Instead of using Pandas, I opted for Polars. Polars is essentially much faster Pandas that has a lazy API which was useful for processing the ~billion data points in the data from the lab. One downside to Polars is that it is still new and does not have the community support/integration that Pandas enjoys.

Scipy

Scipy is another powerhouse in scientific Python analysis. Here specifically I leveraged scipy.signal.spectrogram, which automatically calculates the spectrogram for you.

Scikit-Learn

Beloved to machine learning enthusiasts everywhere, scikit-learn contains prebuilt machine learning models ready to implement. In this case, I leveraged their data scaling and DBSCAN clustering implementations.

Plotly

Plotly is a widely used plotting library which enables easy interactive plots which can be saved as interactive. They are the plots you’ll see embedded here.

Plotly-Resampler

Plotly-resampler is a Python library that utilizes Dash to create a dynamically updating Plotly chart that only displays a limited number of data points to ensure the plot doesn’t become bloated and slow. This was very useful for the GE implementation, since there were about a billion data points to plot. A limitation of plotly-resampler is that it requires an active Python kernel, so the plots cannot be saved as interactive.

Tqdm

Tqdm is just a progress bar library. I like to use it to let me know how long my scripts are taking.

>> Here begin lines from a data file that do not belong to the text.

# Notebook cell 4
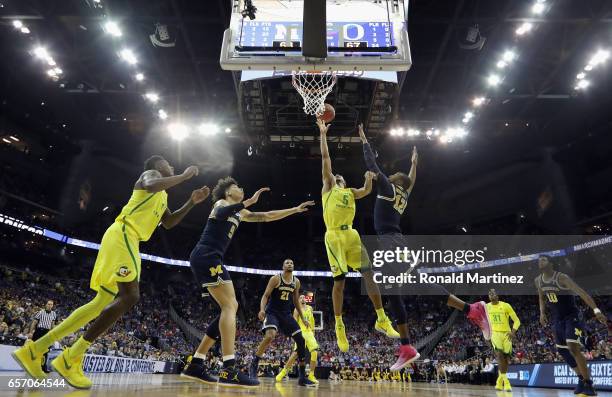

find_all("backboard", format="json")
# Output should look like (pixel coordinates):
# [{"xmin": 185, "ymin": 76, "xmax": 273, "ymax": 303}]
[{"xmin": 220, "ymin": 0, "xmax": 412, "ymax": 71}]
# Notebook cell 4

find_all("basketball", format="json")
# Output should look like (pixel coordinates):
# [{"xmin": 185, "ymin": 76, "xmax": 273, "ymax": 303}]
[{"xmin": 319, "ymin": 103, "xmax": 336, "ymax": 123}]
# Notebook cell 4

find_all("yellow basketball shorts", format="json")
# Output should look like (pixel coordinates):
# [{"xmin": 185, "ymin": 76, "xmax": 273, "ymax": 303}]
[
  {"xmin": 325, "ymin": 228, "xmax": 369, "ymax": 278},
  {"xmin": 89, "ymin": 222, "xmax": 140, "ymax": 295},
  {"xmin": 293, "ymin": 331, "xmax": 319, "ymax": 353},
  {"xmin": 491, "ymin": 331, "xmax": 512, "ymax": 356}
]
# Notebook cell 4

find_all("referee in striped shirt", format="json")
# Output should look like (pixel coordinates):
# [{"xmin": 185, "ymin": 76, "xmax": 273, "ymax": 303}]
[{"xmin": 30, "ymin": 300, "xmax": 57, "ymax": 372}]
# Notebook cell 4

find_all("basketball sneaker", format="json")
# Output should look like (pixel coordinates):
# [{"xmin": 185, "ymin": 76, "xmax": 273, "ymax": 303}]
[
  {"xmin": 336, "ymin": 321, "xmax": 349, "ymax": 353},
  {"xmin": 374, "ymin": 316, "xmax": 400, "ymax": 339},
  {"xmin": 298, "ymin": 377, "xmax": 318, "ymax": 387},
  {"xmin": 467, "ymin": 301, "xmax": 491, "ymax": 340},
  {"xmin": 11, "ymin": 339, "xmax": 47, "ymax": 379},
  {"xmin": 504, "ymin": 378, "xmax": 512, "ymax": 391},
  {"xmin": 181, "ymin": 361, "xmax": 219, "ymax": 385},
  {"xmin": 217, "ymin": 368, "xmax": 259, "ymax": 389},
  {"xmin": 274, "ymin": 368, "xmax": 287, "ymax": 382},
  {"xmin": 390, "ymin": 345, "xmax": 421, "ymax": 371},
  {"xmin": 495, "ymin": 376, "xmax": 504, "ymax": 391},
  {"xmin": 51, "ymin": 348, "xmax": 92, "ymax": 389},
  {"xmin": 308, "ymin": 372, "xmax": 319, "ymax": 384},
  {"xmin": 582, "ymin": 380, "xmax": 597, "ymax": 396}
]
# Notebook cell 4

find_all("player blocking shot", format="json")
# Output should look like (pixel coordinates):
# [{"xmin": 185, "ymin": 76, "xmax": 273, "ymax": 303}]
[
  {"xmin": 358, "ymin": 124, "xmax": 491, "ymax": 371},
  {"xmin": 12, "ymin": 155, "xmax": 209, "ymax": 389},
  {"xmin": 487, "ymin": 289, "xmax": 521, "ymax": 391},
  {"xmin": 181, "ymin": 177, "xmax": 314, "ymax": 388},
  {"xmin": 535, "ymin": 255, "xmax": 608, "ymax": 396},
  {"xmin": 317, "ymin": 119, "xmax": 400, "ymax": 352},
  {"xmin": 249, "ymin": 259, "xmax": 317, "ymax": 387},
  {"xmin": 276, "ymin": 295, "xmax": 319, "ymax": 383}
]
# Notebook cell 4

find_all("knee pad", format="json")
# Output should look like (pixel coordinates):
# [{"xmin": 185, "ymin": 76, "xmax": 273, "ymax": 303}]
[
  {"xmin": 293, "ymin": 332, "xmax": 306, "ymax": 362},
  {"xmin": 206, "ymin": 316, "xmax": 221, "ymax": 340},
  {"xmin": 557, "ymin": 345, "xmax": 578, "ymax": 368}
]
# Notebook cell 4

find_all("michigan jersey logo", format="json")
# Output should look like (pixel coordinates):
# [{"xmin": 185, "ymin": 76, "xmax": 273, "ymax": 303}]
[{"xmin": 117, "ymin": 266, "xmax": 132, "ymax": 277}]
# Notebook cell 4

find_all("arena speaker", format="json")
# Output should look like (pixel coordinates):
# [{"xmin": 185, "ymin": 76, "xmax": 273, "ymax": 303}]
[{"xmin": 302, "ymin": 0, "xmax": 327, "ymax": 58}]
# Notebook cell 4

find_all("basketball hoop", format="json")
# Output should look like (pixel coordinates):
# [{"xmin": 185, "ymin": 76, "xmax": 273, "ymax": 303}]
[{"xmin": 291, "ymin": 71, "xmax": 338, "ymax": 116}]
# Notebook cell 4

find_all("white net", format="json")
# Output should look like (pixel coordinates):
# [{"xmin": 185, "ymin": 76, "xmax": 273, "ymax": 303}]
[{"xmin": 292, "ymin": 72, "xmax": 338, "ymax": 116}]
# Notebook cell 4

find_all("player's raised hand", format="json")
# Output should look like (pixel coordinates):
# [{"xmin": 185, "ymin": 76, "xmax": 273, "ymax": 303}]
[
  {"xmin": 191, "ymin": 186, "xmax": 210, "ymax": 204},
  {"xmin": 317, "ymin": 118, "xmax": 331, "ymax": 135},
  {"xmin": 243, "ymin": 187, "xmax": 270, "ymax": 207},
  {"xmin": 295, "ymin": 200, "xmax": 315, "ymax": 212},
  {"xmin": 595, "ymin": 312, "xmax": 608, "ymax": 325},
  {"xmin": 183, "ymin": 165, "xmax": 200, "ymax": 179},
  {"xmin": 359, "ymin": 123, "xmax": 368, "ymax": 143}
]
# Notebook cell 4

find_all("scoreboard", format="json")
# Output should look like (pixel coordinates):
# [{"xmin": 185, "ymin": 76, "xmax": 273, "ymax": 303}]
[{"xmin": 238, "ymin": 20, "xmax": 394, "ymax": 51}]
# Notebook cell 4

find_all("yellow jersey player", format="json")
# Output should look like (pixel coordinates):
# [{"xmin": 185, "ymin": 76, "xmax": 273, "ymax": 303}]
[
  {"xmin": 317, "ymin": 119, "xmax": 400, "ymax": 352},
  {"xmin": 487, "ymin": 289, "xmax": 521, "ymax": 391},
  {"xmin": 13, "ymin": 155, "xmax": 209, "ymax": 389},
  {"xmin": 276, "ymin": 295, "xmax": 319, "ymax": 383}
]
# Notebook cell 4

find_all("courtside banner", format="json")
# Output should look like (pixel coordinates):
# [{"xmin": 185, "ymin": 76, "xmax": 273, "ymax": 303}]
[
  {"xmin": 358, "ymin": 234, "xmax": 612, "ymax": 296},
  {"xmin": 508, "ymin": 360, "xmax": 612, "ymax": 391}
]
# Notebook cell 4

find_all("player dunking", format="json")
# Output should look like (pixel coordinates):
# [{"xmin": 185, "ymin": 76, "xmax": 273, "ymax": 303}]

Note: An environment.yml file is included in the GitHub repository to allow you to recreate a functional Anaconda environment.

Code Implementation

Generate Data

First we have to generate some representative data. I did this using numpy to generate a few different sinusoids with the desired frequencies and amplitudes and then save that data as a .csv. The original data is the first plot shown above. If you want more data, check out generate_example_data.py in the repo. The important things to note from this section of code is that our sampling frequency is 149 Hz, our low frequency data is 0.05 Hz, and the high frequency data is 30 Hz.

1
2
3
4
5
6
7
8
9
10
11
12
13
14
15
16
17
18
    # Define properties for each section: 
    section_properties = [
        
        # (num_cycles, amplitude, frequency, noise_percentage)
    
        (5, 0.01, 1, 10),  # Noisy filler data
        (3, 50, 0.05, 0.01),  # Num cycles, high amplitude, low frequency, 1% Gaussian noise
        (3, 0.01, 1, 10),  # Noisy filler data
        (10000, 0.5, 30, 0.02),   # Num cycles, low amplitude, high frequency, 2% Gaussian noise
        (3, 0.01, 1, 10),  # Noisy filler data
        (5, 50, 0.05, 0.01),  # Num cycles, high amplitude, low frequency, 1% Gaussian noise
        (20000, 0.5, 30, 0.02),   # Num cycles, low amplitude, high frequency, 2% Gaussian noise
        (7, 50, 0.05, 0.01),  # Num cycles, high amplitude, low frequency, 1% Gaussian noise
        (5, 0.01, 1, 10),  # Noisy filler data
    ]
    
    # Set the sampling frequency
    sampling_frequency = 149

Define Inputs

Here we define some inputs, like the folder to look for the data in and what the different column names are. The important items to note here are the frequency ranges that we specify, and the temporal resolution. The frequency ranges are where we are looking to determine if a frequency is low, high, or anywhere in between that we specify. This is a good example of using generic configuration and structuring your code to read the configuration. When I wrote the original version two years ago, the code could only determine two frequencies, high and low. Now, all we have to do is add another element to this list and the script can label that frequency range as well. The second thing is the temporal resolution. Again, that is how fast we can see changes in frequency. In this case, we can determine if the frequency changes every 0.75 seconds.

1
2
3
4
5
6
7
8
9
10
11
12
13
14
15
16
17
18
19
20
21
22
23
24
25
26
27
28
29
30
plot_original_data = True  # Plot the original data using Plotly resampler
debug_plots = True  # Plot optional plots to see what the script is doing behind the scenes
plot_all_clusters = True  # Plot the final results

data_folder = r"."
files = glob.glob(os.path.join(data_folder, "example_data*.csv")) 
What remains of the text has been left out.